From: Kasimier Buchcik <kbuchcik@4commerce.de>
Date: Wed, 16 Mar 2005 23:33:28 +0100
To: noah_mendelsohn@us.ibm.com
CC: xmlschema-dev@w3.org
Message-ID: <4238B438.2030300@4commerce.de>
Hi,

OK, I think I got it now with the help of you and Henry. It boils down
that I have the freedom to actually say to the instance: "I cannot
validate you in streaming mode, since the result would differ from
a non-streaming validation". So only a subset of instances will be able
to be streamed, which seems to be according to the spec - although not
completely defined there; this might open a door for differing
implementations.
Good to head that all!
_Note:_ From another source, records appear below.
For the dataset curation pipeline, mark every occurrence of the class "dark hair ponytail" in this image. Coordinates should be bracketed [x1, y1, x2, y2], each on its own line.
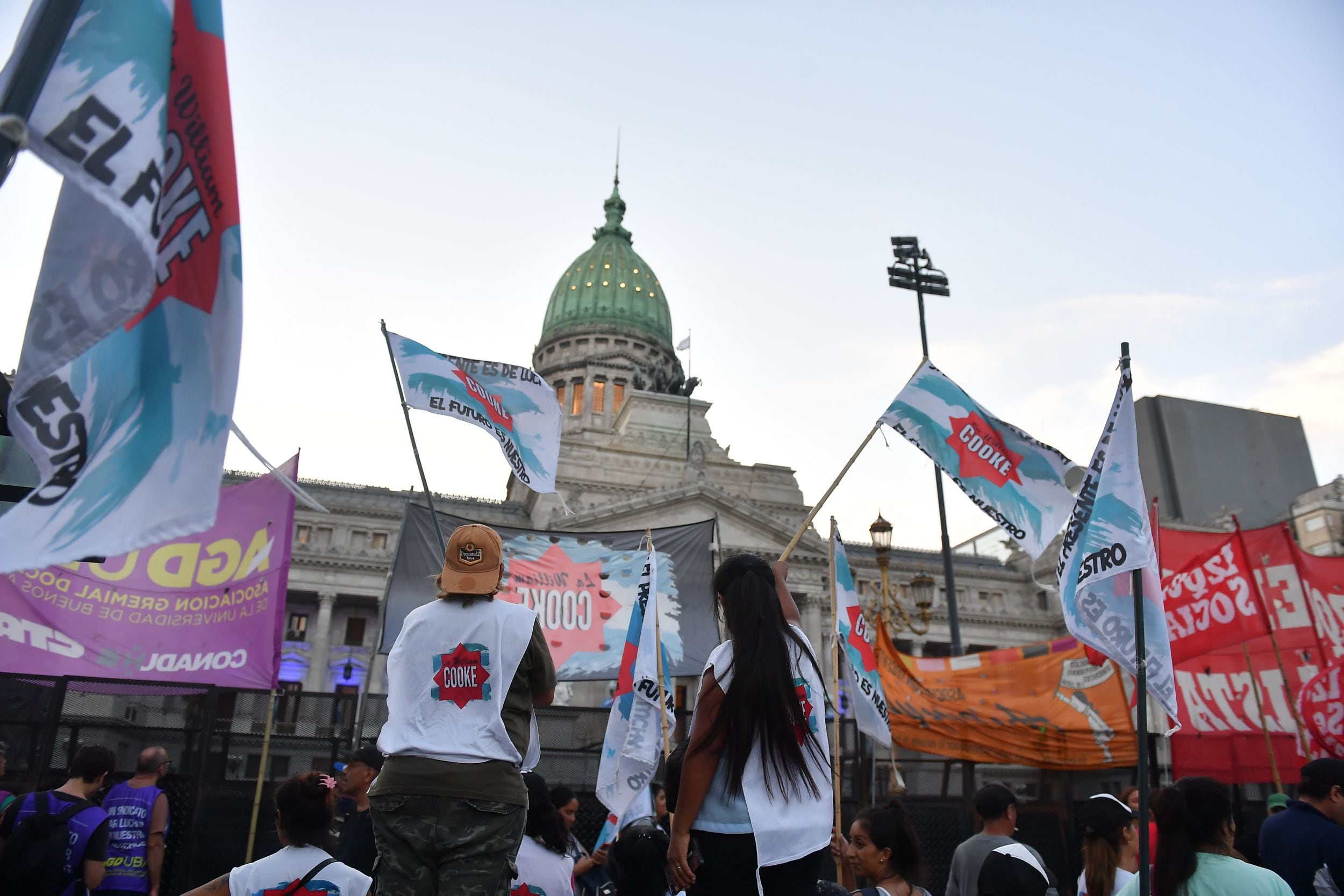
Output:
[1153, 778, 1234, 896]
[855, 799, 925, 892]
[276, 771, 335, 850]
[523, 771, 570, 856]
[702, 554, 825, 801]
I can only recommend to schema authors to
certificate their instances as being streamable for all schema
processors :-)

Thanks & regards,

Kasimier

noah_mendelsohn@us.ibm.com wrote:
> Replying to questions in several of your notes: 
> 
> Kasimier Buchcik writes:
> 
> 
>>Can you already make any statement whether
>>component identity checks will still play a role
>>in the forthcoming spec?
> 
> 
> Everyone agrees that having some well crafted notion of identity is 
> important.  For example, you probably want two different conforming 
> processors to agree on how many components are created from a given 
> combination of schema documents.  The intention is that he rules be as 
> consistent as possible with those in Schema 1.0, at least insofar as 
> Schema 1.0 was unambiguous.  How best to formulate notions of component 
> identity in 1.1 is under discussion.   Several proposals are being 
> actively considered.
> 
> 
>>Wouldn't this break streaming validation? If
>>streaming, such a schema to be imported is not
>>known until that specific importing node is
>>reached - the preceeding nodes of the tree do not
>>know of it. Are streaming validators expected to
>>prescan the instance, resulting in parsing an
>>instance document _twice_? Sounds strange to me,
>>but maby I didn't get the statement right.
> 
> 
> No, the idea is that streaming should be practical in many cases, but I 
> think you're confused about the model we use to explain it.  The way I 
> believe 1.0 works, and the way I believe 1.1 should work (not everyone 
> quite agrees with me on this) is that streaming is often possible, but is 
> just an optimization.  You do NOT have to prescan the instance.  What you 
> do need to be sure is that when you finally stumble on and process an 
> xsi:schemaLocation that its presence would not change any validation results to which you have 
> already committed.    For example, if you've already claimed that an element "e" couldn't 
> be validated due to a missing element declaration, you can't then start 
> validating later "e"s with a newly acquired declaration.  The common case, 
> however, is that you hit the xsi:schemaLocation before any elements to 
> which it applies, and so no such conflict arises; you can pick up the 
> element declaration and any associated types, and then act as if that 
> declaration had been in the schema from the start. 
> 
> Stated differently: by the time you get to the end of your document, you 
> will have incrementally assembled a schema.  It MUST be the case that if 
> you were to redo the entire validation using exactly that static schema, 
> you would get the identical result.  That's the sense in which streaming 
> is an optimization.
> 
> Thus, the result is computed in a streaming way, but is the same as one 
> would have gotten IF you had prescanned and found the xsi:schemaLocation 
> in advance.  So, streaming and non-streaming processors must report the 
> same results (except insofar as the recommendation provides lattitude in 
> other ways.)
Received on Wednesday, 16 March 2005 22:34:05 UTC